Deputi Direktur Eksekutif Asosiasi Pertambangan Batubara Indonesia (APBI) Hendra Sinadia mengatakan bahwa pertambangan merupakan industri jangka panjang. Dia menyatakan siap mendukung setiap kebijakan yang bisa mendukung hal tersebut.
"Kalau lebih ke short term, kita agak sulit untuk membuat kalkulasi, estimasi, dan proyeksi untuk jangka panjang," katanya di sela-sela acara Pertambangan & Energi Expo 2017, Selasa (26/9/2017).
Terkait dengan kondisi pertambangan pada semester II/2017, khususnya batu bara, dari sisi harga sudah mulai stabil di level yang tinggi. Namun, lanjutnya, hampir semua konsensus di kalangan pengamat dan industri meragukan harga ini bisa tetap bertahan.
Pasalnya, tingginya harga tersebut lebih banyak dipengaruhi faktor-faktor eksternal di luar kendali pelaku industri. Misalnya, tertekannya dolar AS, situasi geopolitik di Asia Timur, khususnya di Korea Utara, serta kebijakan di China yang masih belum pasti.
"Jadi, market masih belum terlalu yakin harga ini akan sustain. Tapi kami pelaku usaha melihat hal ini sudah di level yang positif," ujarnya.

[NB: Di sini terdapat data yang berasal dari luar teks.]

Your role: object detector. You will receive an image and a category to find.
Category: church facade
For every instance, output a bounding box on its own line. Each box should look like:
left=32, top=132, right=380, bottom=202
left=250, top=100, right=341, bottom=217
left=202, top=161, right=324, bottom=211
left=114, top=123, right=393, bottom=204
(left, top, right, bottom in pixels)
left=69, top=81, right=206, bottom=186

Berdasarkan data yang dirilis Kementerian ESDM, HBA September 2017 tercatat senilai US$92,03 per ton. Adapun sepanjang tahun ini, HBA bulanan baru dua kali berada di bawah level US$80 per ton, yakni pada Juni senilai US$75,46 per ton dan Juli US$78,95 per ton.
Alhasil, harga rata-rata sepanjang periode Januari-September 2017 pun berada di level yang positif. Rata-rata HBA Januari-September 2017 tercatat senilai US$83,13 per ton. Harga tersebut jauh di atas rata-rata 2016 yang hanya US$61,84 per ton.